Students will need to load the corpus, in order to access it. To avoid the tedium of writing this themselves, they're expected to copy-paste .... from the lesson.

This function will need to be created *and* executed prior to the main while loop.

```
def normalize_text(msg):
  msg = msg.lower()
  symbols = ['?','-',',',':',';','!']
  for symbol in symbols:
    msg = msg.replace(symbol, '')
  return msg

# Create a dict of msg->response from the files in the corpus
def load_conversations_from_corpus():
  # 1) Get the location of the corpus YAML files installed with the chatterbot corpus package
  data_path = os.path.join(os.path.dirname(inspect.getfile(chatterbot_corpus)), 'data/english')

  # 2) Build a list of conversations (each file is a full conversation)
  conversations = []
  for file in os.listdir(data_path):
    convos = load(open(os.path.join(data_path, file), 'r'))
    conversations = conversations + convos['conversations']

  # 3) Build a dictionary of all the msg->[response] pairs in every conversation
  lookup = {}
  for convo in conversations:
    lookup[normalize_text(convo.pop(0))] = convo # Note we're now normalizing the dictionary key. We're keeping the responses in their original case, with punctuation.
  return lookup

lookup = load_conversations_from_corpus()
```

If they run into any issues, they should ensure that they've copied the **load_conversations_from_corpus()** method from towards the end of the lessont, not the **load_conversations_from_corpus_simple()** method (which doesn't clean up the text).

Note this method is dependent upon **normalize_text(msg)**, which they'll also need to copy from the lesson.

# Choosing a Response

As the task involves returning a random response based on the user's input, the students can borrow from the **choose_response(msg)** method in the lesson. 

They'll probably need to modify this slightly to tidily fit into their program. Below is one example of a modified version:

```
def choose_response(msg):
  try:

    # Fetch the list of possible responses
    options = lookup[normalize_text(msg)]
    # Return a randomly selected item from the list (using the Python random library)
    return random.choice(options)

  # Handle the case where the input isn't in the dictionary
  except KeyError:
    return None
```

The only modification is the final **return** in the KeyError case - this will return the Python special value *None* if there is no valid response in the corpus, rather than throwing an error. 

The original version returned specific text, but a *None* is easier/tidier to deal with within a program.

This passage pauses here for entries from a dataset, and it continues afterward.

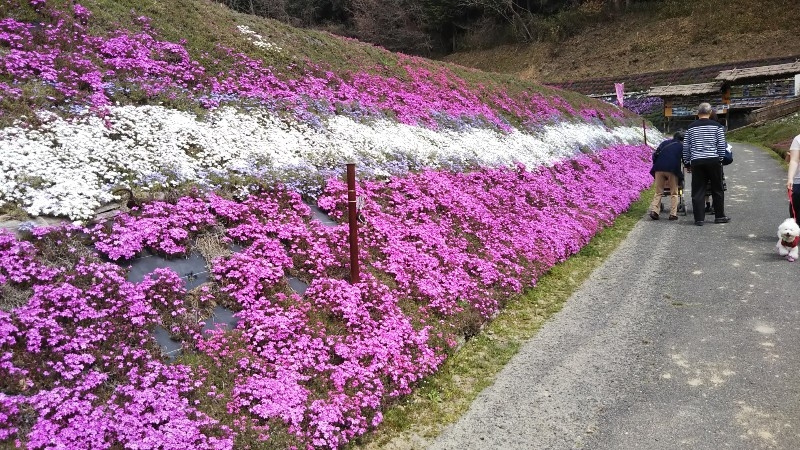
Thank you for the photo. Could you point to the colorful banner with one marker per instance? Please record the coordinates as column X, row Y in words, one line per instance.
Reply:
column 620, row 88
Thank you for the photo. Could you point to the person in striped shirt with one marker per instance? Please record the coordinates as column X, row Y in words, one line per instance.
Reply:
column 703, row 149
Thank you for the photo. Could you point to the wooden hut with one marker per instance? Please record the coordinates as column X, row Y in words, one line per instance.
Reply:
column 681, row 102
column 757, row 87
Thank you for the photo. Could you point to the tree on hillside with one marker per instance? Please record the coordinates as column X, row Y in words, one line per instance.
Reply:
column 398, row 25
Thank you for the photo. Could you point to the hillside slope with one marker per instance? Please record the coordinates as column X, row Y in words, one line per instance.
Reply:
column 665, row 36
column 213, row 309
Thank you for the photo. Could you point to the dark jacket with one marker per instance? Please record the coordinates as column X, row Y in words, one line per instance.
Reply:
column 667, row 157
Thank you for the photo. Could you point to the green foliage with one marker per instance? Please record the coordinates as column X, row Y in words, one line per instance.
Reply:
column 775, row 134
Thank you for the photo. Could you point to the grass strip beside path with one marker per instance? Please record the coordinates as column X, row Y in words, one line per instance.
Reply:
column 444, row 397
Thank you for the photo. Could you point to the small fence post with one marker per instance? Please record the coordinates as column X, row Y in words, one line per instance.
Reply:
column 644, row 130
column 352, row 217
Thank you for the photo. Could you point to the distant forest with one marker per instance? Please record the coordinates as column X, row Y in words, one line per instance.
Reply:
column 439, row 27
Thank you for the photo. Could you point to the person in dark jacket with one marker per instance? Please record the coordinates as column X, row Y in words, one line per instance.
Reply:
column 704, row 148
column 667, row 172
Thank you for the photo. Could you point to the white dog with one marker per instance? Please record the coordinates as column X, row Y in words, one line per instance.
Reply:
column 789, row 238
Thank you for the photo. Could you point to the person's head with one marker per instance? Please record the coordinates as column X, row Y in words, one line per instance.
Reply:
column 704, row 110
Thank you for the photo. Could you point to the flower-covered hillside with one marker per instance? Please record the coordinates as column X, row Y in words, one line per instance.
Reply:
column 74, row 95
column 221, row 135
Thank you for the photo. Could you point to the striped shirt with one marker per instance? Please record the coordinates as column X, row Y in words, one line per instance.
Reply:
column 705, row 139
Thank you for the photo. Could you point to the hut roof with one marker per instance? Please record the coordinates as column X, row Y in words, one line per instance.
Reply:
column 682, row 90
column 758, row 72
column 641, row 82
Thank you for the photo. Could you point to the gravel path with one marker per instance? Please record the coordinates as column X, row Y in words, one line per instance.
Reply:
column 686, row 337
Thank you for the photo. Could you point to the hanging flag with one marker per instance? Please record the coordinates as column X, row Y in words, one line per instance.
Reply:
column 620, row 87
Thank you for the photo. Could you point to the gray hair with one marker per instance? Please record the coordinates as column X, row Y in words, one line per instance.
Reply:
column 704, row 108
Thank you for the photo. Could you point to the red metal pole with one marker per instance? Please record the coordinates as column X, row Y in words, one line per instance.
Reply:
column 644, row 130
column 352, row 218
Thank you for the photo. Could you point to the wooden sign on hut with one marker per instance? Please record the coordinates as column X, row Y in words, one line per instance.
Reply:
column 756, row 87
column 681, row 102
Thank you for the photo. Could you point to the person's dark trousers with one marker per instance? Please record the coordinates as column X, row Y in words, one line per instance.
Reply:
column 703, row 171
column 795, row 199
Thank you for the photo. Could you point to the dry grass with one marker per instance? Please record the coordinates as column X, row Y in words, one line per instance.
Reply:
column 12, row 297
column 211, row 246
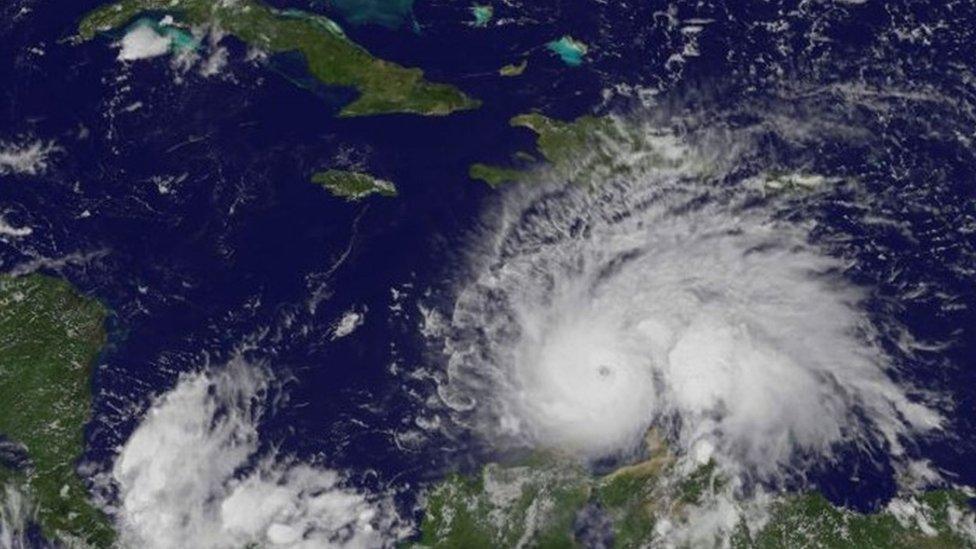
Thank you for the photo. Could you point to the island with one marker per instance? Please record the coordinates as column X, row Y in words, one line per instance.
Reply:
column 331, row 57
column 514, row 69
column 537, row 502
column 353, row 185
column 558, row 142
column 50, row 336
column 570, row 50
column 482, row 14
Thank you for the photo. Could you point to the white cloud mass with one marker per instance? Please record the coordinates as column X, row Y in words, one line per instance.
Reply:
column 595, row 312
column 191, row 476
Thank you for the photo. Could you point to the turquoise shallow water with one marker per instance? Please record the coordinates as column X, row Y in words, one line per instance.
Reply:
column 482, row 14
column 569, row 50
column 180, row 39
column 388, row 13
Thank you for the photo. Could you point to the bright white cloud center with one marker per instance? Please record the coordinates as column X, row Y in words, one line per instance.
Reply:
column 185, row 479
column 665, row 298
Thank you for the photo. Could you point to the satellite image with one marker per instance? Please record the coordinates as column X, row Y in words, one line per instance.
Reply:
column 490, row 274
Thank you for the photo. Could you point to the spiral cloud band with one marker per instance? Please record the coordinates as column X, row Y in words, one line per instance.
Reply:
column 666, row 299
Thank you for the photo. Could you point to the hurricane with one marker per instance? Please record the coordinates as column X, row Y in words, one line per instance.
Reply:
column 668, row 293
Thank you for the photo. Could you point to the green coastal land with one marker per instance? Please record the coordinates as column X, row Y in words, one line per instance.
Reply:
column 332, row 58
column 537, row 504
column 353, row 185
column 559, row 143
column 50, row 336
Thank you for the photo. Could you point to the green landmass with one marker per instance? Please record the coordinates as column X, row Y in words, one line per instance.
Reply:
column 353, row 185
column 514, row 69
column 50, row 336
column 570, row 50
column 536, row 504
column 332, row 58
column 482, row 14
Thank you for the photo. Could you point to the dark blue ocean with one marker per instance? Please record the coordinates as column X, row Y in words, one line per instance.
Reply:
column 244, row 244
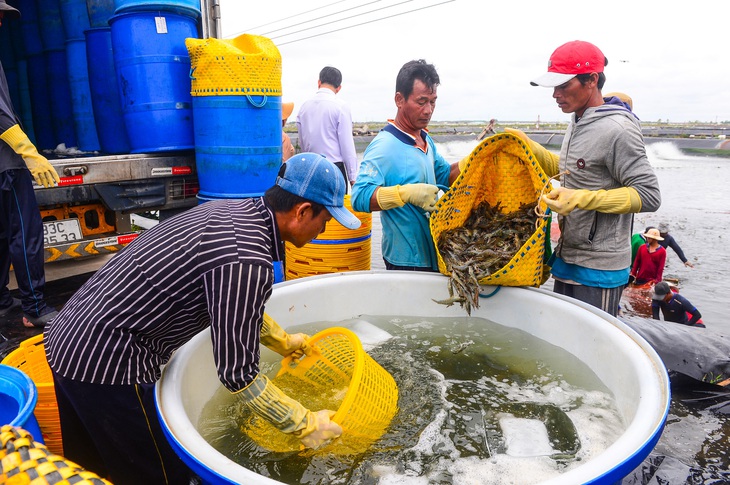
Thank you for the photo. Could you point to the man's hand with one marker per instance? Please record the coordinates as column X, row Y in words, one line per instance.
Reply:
column 424, row 196
column 323, row 429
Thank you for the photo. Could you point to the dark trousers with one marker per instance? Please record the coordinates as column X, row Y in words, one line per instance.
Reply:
column 395, row 267
column 21, row 241
column 114, row 431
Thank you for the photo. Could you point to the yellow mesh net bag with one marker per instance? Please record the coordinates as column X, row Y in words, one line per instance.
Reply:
column 501, row 169
column 23, row 461
column 246, row 65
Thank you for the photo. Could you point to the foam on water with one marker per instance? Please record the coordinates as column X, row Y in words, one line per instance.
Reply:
column 506, row 408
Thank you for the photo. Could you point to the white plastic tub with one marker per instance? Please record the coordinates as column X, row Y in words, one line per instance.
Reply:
column 621, row 359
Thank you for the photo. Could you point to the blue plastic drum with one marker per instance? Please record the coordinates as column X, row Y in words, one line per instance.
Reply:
column 153, row 75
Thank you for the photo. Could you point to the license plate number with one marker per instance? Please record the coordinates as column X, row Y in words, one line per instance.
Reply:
column 66, row 230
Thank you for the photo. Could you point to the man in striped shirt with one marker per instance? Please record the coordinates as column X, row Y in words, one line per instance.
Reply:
column 209, row 266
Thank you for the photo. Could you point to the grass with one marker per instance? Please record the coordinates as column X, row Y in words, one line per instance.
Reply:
column 707, row 151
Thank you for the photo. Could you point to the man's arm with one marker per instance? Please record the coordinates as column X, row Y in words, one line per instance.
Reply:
column 672, row 243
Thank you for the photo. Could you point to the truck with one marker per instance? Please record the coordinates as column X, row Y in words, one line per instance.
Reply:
column 91, row 211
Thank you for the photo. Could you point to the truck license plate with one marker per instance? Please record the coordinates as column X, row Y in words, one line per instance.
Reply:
column 65, row 230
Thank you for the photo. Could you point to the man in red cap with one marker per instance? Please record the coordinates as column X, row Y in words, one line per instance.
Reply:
column 605, row 177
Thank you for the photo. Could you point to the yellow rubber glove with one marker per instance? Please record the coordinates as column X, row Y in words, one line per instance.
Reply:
column 424, row 196
column 462, row 163
column 42, row 171
column 615, row 201
column 549, row 161
column 275, row 338
column 288, row 415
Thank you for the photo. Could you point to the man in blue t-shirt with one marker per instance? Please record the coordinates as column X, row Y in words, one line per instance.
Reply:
column 401, row 172
column 674, row 307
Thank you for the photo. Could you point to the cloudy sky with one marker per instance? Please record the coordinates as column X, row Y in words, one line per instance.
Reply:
column 670, row 57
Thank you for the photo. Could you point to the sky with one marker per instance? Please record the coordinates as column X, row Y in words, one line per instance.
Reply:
column 670, row 57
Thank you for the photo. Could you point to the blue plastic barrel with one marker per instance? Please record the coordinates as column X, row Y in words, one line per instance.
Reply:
column 105, row 99
column 75, row 18
column 10, row 66
column 100, row 11
column 153, row 72
column 50, row 24
column 40, row 101
column 30, row 31
column 18, row 397
column 24, row 108
column 60, row 96
column 237, row 144
column 185, row 7
column 78, row 79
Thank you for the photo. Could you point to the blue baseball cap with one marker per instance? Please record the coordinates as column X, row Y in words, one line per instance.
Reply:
column 313, row 177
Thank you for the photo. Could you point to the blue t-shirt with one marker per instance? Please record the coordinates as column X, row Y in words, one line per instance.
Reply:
column 393, row 158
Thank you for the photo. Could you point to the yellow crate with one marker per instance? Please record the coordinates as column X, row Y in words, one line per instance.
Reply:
column 30, row 357
column 501, row 169
column 247, row 65
column 364, row 411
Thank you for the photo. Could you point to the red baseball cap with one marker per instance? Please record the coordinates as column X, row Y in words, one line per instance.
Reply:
column 569, row 60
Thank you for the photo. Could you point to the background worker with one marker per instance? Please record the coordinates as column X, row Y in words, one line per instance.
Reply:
column 400, row 171
column 605, row 177
column 650, row 259
column 637, row 240
column 21, row 227
column 324, row 123
column 287, row 149
column 669, row 241
column 674, row 307
column 210, row 266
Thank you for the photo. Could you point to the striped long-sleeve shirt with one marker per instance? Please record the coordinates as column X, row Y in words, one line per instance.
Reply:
column 211, row 265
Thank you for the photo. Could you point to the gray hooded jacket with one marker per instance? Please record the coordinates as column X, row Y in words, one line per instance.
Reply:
column 604, row 150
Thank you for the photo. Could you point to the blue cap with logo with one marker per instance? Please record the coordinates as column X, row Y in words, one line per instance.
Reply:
column 313, row 177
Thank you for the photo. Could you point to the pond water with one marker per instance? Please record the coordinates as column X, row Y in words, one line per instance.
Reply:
column 478, row 403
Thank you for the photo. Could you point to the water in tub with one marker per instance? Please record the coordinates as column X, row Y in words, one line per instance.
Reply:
column 478, row 402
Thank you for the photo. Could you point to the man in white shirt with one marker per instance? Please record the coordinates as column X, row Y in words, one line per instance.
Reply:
column 325, row 124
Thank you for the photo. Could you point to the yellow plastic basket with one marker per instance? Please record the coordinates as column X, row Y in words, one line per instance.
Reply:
column 246, row 65
column 364, row 394
column 336, row 249
column 501, row 169
column 30, row 357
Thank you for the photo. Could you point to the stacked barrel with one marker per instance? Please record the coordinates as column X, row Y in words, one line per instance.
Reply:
column 75, row 22
column 236, row 90
column 152, row 70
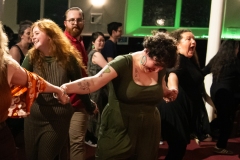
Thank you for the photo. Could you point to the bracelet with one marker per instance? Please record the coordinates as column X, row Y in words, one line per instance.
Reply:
column 64, row 88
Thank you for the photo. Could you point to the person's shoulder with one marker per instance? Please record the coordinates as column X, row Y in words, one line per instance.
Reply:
column 122, row 58
column 12, row 64
column 14, row 48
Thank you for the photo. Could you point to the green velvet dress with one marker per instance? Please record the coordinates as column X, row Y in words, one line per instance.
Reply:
column 130, row 126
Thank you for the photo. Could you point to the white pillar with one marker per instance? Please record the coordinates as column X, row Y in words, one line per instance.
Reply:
column 1, row 8
column 214, row 40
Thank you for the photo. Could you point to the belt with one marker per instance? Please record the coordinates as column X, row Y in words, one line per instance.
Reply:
column 2, row 125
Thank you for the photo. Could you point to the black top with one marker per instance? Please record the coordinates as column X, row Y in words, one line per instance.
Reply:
column 110, row 49
column 228, row 78
column 21, row 53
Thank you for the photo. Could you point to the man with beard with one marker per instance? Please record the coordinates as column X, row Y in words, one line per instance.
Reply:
column 74, row 24
column 110, row 48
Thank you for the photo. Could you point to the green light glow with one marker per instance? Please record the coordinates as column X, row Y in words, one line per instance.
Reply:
column 133, row 25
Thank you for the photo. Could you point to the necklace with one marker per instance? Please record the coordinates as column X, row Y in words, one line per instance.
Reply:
column 143, row 60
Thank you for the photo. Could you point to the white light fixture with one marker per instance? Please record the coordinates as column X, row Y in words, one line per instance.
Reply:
column 98, row 3
column 160, row 22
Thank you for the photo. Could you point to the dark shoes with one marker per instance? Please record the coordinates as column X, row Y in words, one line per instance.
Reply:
column 222, row 151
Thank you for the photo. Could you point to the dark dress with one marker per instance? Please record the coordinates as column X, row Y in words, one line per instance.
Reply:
column 99, row 97
column 187, row 114
column 130, row 126
column 225, row 95
column 110, row 49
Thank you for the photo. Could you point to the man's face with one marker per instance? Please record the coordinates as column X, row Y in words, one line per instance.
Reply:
column 74, row 23
column 117, row 33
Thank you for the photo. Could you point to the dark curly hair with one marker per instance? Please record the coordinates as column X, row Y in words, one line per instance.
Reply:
column 162, row 47
column 225, row 56
column 177, row 34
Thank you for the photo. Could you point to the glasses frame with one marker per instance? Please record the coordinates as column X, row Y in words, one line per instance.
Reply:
column 73, row 20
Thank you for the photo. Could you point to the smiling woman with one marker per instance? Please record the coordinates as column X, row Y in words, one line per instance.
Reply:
column 55, row 59
column 130, row 121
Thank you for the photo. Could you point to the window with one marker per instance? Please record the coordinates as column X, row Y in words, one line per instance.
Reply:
column 143, row 16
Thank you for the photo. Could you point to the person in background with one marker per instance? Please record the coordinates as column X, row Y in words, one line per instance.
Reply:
column 12, row 74
column 95, row 63
column 187, row 114
column 74, row 24
column 110, row 49
column 10, row 35
column 164, row 30
column 54, row 58
column 130, row 121
column 19, row 50
column 225, row 69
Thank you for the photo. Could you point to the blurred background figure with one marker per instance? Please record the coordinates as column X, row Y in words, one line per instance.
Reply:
column 225, row 68
column 19, row 50
column 110, row 49
column 96, row 62
column 10, row 35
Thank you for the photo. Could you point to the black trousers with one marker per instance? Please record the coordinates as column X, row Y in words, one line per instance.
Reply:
column 226, row 105
column 176, row 150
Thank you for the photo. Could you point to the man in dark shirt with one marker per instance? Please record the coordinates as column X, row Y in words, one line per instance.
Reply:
column 74, row 23
column 110, row 50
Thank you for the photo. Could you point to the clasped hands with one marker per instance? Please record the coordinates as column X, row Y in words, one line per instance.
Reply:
column 170, row 95
column 61, row 95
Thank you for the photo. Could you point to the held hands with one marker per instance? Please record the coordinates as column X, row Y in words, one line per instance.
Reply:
column 170, row 95
column 61, row 95
column 96, row 107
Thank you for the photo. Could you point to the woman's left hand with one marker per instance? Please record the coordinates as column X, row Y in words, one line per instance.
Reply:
column 62, row 97
column 170, row 95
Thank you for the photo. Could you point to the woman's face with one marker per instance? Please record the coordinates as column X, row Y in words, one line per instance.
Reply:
column 40, row 39
column 26, row 36
column 187, row 45
column 151, row 65
column 99, row 43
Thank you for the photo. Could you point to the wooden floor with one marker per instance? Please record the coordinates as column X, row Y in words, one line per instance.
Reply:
column 194, row 152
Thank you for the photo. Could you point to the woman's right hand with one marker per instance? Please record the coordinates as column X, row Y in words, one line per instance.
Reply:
column 61, row 96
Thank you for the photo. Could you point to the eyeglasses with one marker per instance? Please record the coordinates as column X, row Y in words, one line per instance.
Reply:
column 72, row 20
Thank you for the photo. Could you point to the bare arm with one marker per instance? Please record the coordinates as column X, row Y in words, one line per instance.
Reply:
column 98, row 59
column 14, row 52
column 18, row 76
column 90, row 84
column 109, row 59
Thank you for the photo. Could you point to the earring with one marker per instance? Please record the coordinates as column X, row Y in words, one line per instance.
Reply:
column 143, row 60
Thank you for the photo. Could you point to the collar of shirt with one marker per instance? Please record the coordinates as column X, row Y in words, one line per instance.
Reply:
column 71, row 37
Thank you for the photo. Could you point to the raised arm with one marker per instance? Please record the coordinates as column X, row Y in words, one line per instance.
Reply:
column 98, row 59
column 90, row 84
column 18, row 76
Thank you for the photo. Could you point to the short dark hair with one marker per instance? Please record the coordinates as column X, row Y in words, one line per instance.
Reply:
column 74, row 8
column 163, row 48
column 164, row 30
column 113, row 26
column 94, row 36
column 23, row 25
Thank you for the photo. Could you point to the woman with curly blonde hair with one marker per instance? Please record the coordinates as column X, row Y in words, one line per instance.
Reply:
column 54, row 58
column 12, row 74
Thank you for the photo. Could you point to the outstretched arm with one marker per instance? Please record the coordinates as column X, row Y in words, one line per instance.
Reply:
column 18, row 76
column 90, row 84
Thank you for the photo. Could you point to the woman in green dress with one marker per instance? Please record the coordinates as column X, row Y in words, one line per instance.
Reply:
column 130, row 125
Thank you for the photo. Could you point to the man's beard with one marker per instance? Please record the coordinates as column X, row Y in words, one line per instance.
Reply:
column 74, row 32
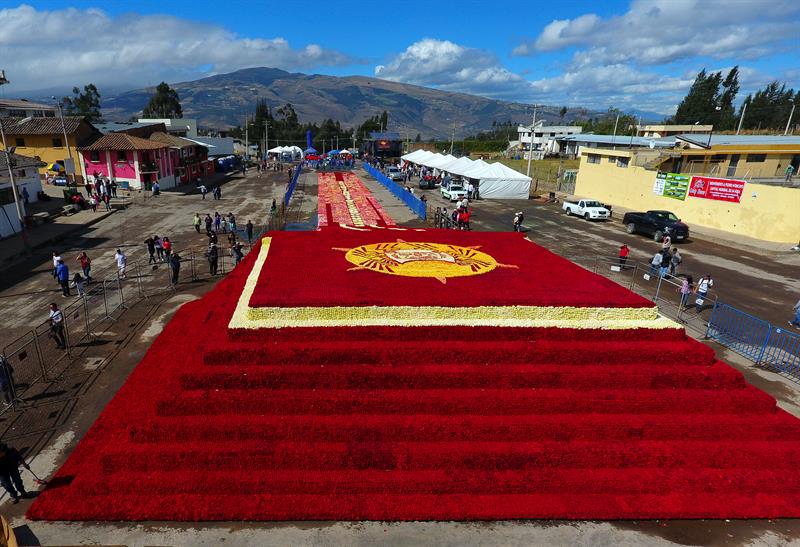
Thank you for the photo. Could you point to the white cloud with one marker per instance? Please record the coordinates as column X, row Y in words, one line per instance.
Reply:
column 453, row 67
column 42, row 49
column 662, row 31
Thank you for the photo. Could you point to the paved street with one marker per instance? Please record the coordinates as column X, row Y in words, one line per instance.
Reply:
column 27, row 288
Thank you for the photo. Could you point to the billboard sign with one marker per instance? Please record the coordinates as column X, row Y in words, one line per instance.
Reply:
column 715, row 188
column 671, row 185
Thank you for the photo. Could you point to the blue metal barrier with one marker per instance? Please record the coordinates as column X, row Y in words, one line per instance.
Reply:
column 765, row 344
column 292, row 184
column 417, row 206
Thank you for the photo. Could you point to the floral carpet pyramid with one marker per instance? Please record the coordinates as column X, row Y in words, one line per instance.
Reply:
column 392, row 374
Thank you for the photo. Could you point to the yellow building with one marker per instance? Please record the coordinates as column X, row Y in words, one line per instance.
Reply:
column 43, row 138
column 763, row 206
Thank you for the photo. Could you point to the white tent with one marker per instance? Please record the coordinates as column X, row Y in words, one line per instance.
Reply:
column 438, row 161
column 457, row 166
column 416, row 156
column 497, row 181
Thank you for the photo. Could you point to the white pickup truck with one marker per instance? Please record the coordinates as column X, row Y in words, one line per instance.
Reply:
column 587, row 208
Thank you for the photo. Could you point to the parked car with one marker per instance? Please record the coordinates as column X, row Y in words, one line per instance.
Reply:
column 395, row 174
column 656, row 224
column 453, row 191
column 587, row 208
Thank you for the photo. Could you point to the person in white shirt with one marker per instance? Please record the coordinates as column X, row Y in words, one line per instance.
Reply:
column 703, row 285
column 122, row 262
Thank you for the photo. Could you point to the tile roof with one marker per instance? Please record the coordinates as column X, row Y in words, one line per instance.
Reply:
column 41, row 126
column 18, row 162
column 171, row 140
column 123, row 141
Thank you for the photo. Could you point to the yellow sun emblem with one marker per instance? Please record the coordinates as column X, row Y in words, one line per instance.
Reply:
column 417, row 259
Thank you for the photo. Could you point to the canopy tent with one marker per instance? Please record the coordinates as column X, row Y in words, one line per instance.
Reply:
column 459, row 165
column 497, row 181
column 438, row 161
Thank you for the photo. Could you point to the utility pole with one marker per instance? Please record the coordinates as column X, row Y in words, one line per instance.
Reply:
column 66, row 142
column 791, row 114
column 17, row 202
column 741, row 118
column 530, row 146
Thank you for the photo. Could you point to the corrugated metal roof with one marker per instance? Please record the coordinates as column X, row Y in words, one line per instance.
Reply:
column 123, row 141
column 41, row 126
column 18, row 162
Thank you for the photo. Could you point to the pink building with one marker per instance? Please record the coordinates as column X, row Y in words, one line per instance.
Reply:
column 128, row 159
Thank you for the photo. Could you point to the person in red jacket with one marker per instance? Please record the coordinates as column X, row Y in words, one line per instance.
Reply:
column 623, row 256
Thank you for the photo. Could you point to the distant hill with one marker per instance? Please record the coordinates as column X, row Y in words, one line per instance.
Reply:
column 224, row 100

They could try to get a response (using choose_response) and store it in a variable before they enter their if,elif,else cases, then add a case for it.


```
  # Try to get a response from the corpus - this might be None
  corpus_response = choose_response(msg)
  # Give a response, based on the input (if we recognise it)
  if msg == 'exit':
    print('Goodbye!')
    # Set run to False, so the loop won't run again
    # This means we won't be trapped in an infinite loop
    run = False
  elif corpus_response:
    print(corpus_response)
  #elif ...(the rest of their existing cases)
```

*corpus_response* will evaluate to True if it has a value, and False if it's set to None (no response found in the corpus), so the *elif corpus_response* will only be entered if there's a response to print.